Monday, March 1, 2010

The Pitch

My absolute least favorite part of the entire process of writing/production is the pitch.  Why?  Because it's talking to someone you don't know, usually, about a project that's foreign to them.  It's like speed dating, and I'm no good on a first date.  Heck, I've been with my wife since I was 21, I couldn't remember how to act on a first date if I wanted to.  The only misery I have to remember the process is when I have to either pitch a project or go to a networking event.  

Still, the sticky wicket of the whole situation is that if you want to succeed in this town, you have to be good "in the room" as they say.  It might seem idiotic to think about, but if you can't pitch your project well, it probably won't get bought/made/optioned/looked at.  

Often, I hear my bosses talk about the difference between being good "on the page" and being good "in the room". Both are equally important, but think about it this way:  being good on the page gets you into the room for someone to hear your idea, but being good in the room gets your project bought. 

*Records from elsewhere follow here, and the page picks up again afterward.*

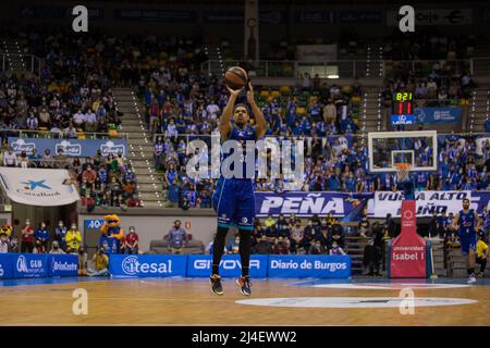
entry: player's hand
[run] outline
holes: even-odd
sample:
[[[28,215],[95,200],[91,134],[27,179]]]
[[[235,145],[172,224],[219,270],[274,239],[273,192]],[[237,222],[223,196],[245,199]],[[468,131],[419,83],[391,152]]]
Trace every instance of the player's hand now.
[[[252,82],[248,82],[247,101],[248,101],[249,104],[255,103],[254,87],[252,86]]]
[[[240,89],[231,89],[229,86],[226,86],[226,89],[230,91],[230,94],[234,97],[237,97],[240,95],[240,92],[244,89],[244,87],[240,88]]]

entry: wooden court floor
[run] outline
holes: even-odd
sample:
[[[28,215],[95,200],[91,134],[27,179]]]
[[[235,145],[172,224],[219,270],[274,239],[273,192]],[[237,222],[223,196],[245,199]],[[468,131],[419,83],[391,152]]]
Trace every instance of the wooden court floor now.
[[[297,284],[299,282],[299,284]],[[383,279],[382,282],[389,282]],[[458,281],[461,284],[461,279]],[[480,281],[481,282],[481,281]],[[313,287],[303,281],[253,281],[249,299],[359,298],[384,303],[399,288]],[[490,282],[454,288],[414,288],[415,298],[457,298],[471,303],[399,308],[249,306],[224,279],[224,296],[210,293],[206,278],[75,279],[73,283],[0,286],[2,325],[490,325]],[[87,314],[75,315],[73,290],[87,293]],[[367,298],[367,299],[366,299]],[[370,301],[370,298],[376,298]],[[381,298],[381,299],[380,299]],[[290,304],[294,300],[286,300]]]

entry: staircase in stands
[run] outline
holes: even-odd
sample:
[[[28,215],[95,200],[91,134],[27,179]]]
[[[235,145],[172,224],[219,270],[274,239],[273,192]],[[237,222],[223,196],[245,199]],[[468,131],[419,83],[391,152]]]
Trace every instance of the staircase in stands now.
[[[476,271],[479,271],[479,264],[476,265]],[[448,248],[448,276],[453,278],[467,277],[466,259],[461,253],[461,247],[453,245]],[[485,270],[485,277],[490,277],[490,269]]]
[[[124,113],[121,132],[128,134],[127,159],[136,174],[142,206],[161,208],[163,195],[155,171],[154,139],[147,129],[137,97],[131,88],[113,88],[112,91],[118,111]]]
[[[444,240],[432,238],[432,259],[433,259],[433,274],[438,277],[448,276],[446,260],[444,254]]]
[[[362,276],[364,274],[364,248],[368,244],[368,238],[364,237],[345,237],[345,252],[351,257],[351,274],[353,276]],[[381,268],[382,270],[382,268]]]
[[[12,73],[25,73],[25,61],[16,39],[4,39],[2,46],[3,52],[5,53],[5,71],[10,71]]]
[[[381,90],[379,87],[363,87],[363,111],[360,120],[360,132],[363,137],[369,132],[387,130],[383,120],[383,107]]]
[[[490,116],[490,86],[479,86],[473,90],[468,111],[466,130],[474,133],[485,132],[485,122]]]

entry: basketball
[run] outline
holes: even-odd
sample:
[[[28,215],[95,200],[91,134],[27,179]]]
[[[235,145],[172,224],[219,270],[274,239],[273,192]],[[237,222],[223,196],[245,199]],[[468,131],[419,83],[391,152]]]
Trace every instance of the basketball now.
[[[231,89],[241,89],[247,84],[248,74],[240,66],[232,66],[224,74],[224,80]]]

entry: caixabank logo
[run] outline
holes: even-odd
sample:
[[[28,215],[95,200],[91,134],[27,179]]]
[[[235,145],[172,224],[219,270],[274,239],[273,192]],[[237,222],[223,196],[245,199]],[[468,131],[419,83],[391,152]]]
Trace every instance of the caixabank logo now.
[[[212,260],[197,259],[194,260],[195,270],[211,270]],[[220,268],[223,270],[241,270],[242,262],[240,260],[221,260]],[[260,260],[250,260],[249,269],[260,270]]]
[[[82,156],[82,144],[72,144],[70,140],[63,140],[54,146],[57,153],[61,150],[65,156]]]
[[[51,269],[53,272],[73,272],[78,270],[78,264],[74,261],[57,261],[53,258],[51,261]]]
[[[30,156],[36,149],[35,142],[25,142],[24,139],[16,139],[15,141],[12,141],[10,146],[16,154],[21,154],[22,151],[25,151],[27,156]]]
[[[23,274],[41,274],[46,272],[41,259],[27,260],[23,254],[17,258],[16,269],[19,273]]]
[[[102,152],[102,156],[109,156],[109,153],[112,153],[113,156],[122,153],[123,156],[125,156],[126,148],[122,144],[115,145],[113,141],[109,140],[100,145],[100,151]]]

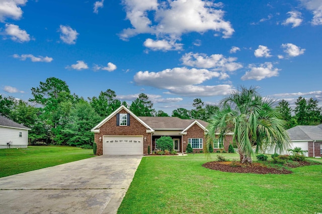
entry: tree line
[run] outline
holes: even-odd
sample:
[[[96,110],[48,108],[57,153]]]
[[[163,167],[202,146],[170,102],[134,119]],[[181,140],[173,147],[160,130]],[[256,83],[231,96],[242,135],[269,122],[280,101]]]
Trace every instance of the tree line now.
[[[92,148],[94,133],[91,129],[121,105],[139,117],[170,116],[162,110],[155,111],[153,103],[144,93],[139,94],[130,104],[117,98],[115,92],[110,89],[86,99],[72,94],[66,83],[55,77],[40,82],[39,86],[31,88],[31,92],[33,97],[28,101],[0,95],[0,115],[31,128],[30,144],[44,142]],[[285,100],[277,106],[282,119],[287,122],[287,129],[322,122],[321,108],[317,106],[316,100],[300,97],[295,104],[294,110]],[[178,108],[172,112],[171,116],[209,122],[211,116],[219,110],[215,105],[205,105],[199,98],[194,99],[193,107],[191,110]]]

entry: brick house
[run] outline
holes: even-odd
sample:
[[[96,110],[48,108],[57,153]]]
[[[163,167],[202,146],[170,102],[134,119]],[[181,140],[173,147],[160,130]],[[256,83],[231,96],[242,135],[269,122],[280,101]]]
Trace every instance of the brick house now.
[[[170,136],[174,149],[185,152],[188,144],[194,152],[202,150],[208,123],[200,120],[183,120],[176,117],[137,117],[121,106],[93,128],[97,155],[143,155],[155,149],[155,141],[161,136]],[[223,143],[214,143],[214,151],[228,150],[232,135]]]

Why is this?  Well, because if I buy your project, I have to sit in the room with you, give you notes, talk with you, have meals with you, and generally be your best friend for the next few months to few years.  In addition, when I buy your project, I'm hoping to build a relationship with you that lasts for a long time.  Why would I want some dour apple that's a pill to be around for the next year?  I want fun, interesting, funny, exciting people who'll make me laugh, generally make the development process less he**ish, and who'll be amenable to change.  Development is enough of a headache with someone you like.  Trying to deal with someone you don't get along with is downright impossible.

To sum up, being great on the page is one thing, but it's certainly not the only thing.  It might not even be the most important thing.  After all, if you're a writer, you dang well better be good on the page. I wish I had advice on how to do this better, but unfortunately, it's just something you have to do.  Just like writing, you have to pitch and you have to get out there and meet people.  The more you do it, the easier it is.  End Rant Now.